Finally, although here we are focusing on regression problems, other generalized linear models such as logistic regression can also be similarly modified by adding a Lasso, Ridge, or Elastic Net-type penalty to similar consequences.

In our example we will use the glmnet package; see this vignette for more information about the package, including how to use glmnet for other types of outcomes (binomial, categorical, multi-valued). The function cv.glmnet automatically performs k-fold cross-validation.

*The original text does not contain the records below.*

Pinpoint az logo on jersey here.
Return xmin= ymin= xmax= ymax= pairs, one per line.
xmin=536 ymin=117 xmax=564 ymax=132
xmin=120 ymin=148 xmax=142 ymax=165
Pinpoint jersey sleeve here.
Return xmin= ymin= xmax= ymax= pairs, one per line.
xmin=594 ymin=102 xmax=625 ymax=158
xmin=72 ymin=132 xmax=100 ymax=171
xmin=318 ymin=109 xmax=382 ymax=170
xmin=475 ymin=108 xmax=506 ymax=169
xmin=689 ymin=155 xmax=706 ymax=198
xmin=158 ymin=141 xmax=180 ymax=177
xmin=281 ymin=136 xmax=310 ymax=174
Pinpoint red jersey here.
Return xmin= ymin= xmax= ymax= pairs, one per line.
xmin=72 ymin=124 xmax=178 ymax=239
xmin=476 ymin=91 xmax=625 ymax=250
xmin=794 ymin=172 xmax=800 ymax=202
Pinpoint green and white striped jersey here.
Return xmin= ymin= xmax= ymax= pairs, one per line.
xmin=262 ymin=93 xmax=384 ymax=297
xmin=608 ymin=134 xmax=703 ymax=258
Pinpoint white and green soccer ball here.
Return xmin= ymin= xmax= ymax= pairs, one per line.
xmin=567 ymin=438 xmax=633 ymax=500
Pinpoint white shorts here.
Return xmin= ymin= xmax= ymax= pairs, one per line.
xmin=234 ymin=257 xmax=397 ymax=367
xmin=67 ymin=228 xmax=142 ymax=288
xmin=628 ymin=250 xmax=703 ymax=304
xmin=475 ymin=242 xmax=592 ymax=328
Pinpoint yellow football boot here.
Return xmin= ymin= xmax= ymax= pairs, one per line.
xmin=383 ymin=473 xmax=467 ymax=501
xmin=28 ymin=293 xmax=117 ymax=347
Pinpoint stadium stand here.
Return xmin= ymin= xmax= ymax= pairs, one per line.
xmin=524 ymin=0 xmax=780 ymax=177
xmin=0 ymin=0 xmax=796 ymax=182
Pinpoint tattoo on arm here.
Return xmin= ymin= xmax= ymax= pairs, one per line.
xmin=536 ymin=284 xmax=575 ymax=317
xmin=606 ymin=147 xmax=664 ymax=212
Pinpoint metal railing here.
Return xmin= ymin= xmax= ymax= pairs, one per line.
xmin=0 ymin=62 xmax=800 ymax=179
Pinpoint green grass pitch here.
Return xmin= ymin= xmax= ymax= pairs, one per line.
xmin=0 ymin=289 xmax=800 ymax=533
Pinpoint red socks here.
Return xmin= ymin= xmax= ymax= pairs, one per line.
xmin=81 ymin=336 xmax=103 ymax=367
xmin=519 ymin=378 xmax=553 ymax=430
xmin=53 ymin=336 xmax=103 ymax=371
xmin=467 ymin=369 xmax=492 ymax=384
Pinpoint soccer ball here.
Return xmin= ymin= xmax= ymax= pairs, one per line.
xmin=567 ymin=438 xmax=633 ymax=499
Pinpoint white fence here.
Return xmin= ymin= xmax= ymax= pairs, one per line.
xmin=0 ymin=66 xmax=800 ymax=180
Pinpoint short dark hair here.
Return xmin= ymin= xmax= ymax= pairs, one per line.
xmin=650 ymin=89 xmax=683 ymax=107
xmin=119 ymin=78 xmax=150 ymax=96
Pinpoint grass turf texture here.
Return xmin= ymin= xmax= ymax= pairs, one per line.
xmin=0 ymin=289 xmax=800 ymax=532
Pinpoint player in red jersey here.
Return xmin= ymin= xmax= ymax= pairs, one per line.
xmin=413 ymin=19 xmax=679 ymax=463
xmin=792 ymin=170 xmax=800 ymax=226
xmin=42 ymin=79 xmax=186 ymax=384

Also, to emphasize the point about linearity in transformations of the covariates, we will use splines of our independent variables (i.e., we will use piecewise continuous polynomials of the original covariates). This is done using the function bs; see this primer for more information.

# A formula of type "~ x1 + x2 + ..." (right-hand side only) to
# indicate how covariates should enter the model. If you'd like to add, e.g.,
# third-order polynomials in x1, you could do so here by modifying the formula
# to be something like  "~ poly(x1, 3) + x2 + ..."
fmla <- formula(paste(" ~ 0 + ", paste0(covariates, collapse=" + ")))

# Use this formula instead if you'd like to fit on piecewise polynomials
# fmla <- formula(paste(" ~ 0 + ", paste0("bs(", covariates, ", df=5)", collapse=" + ")))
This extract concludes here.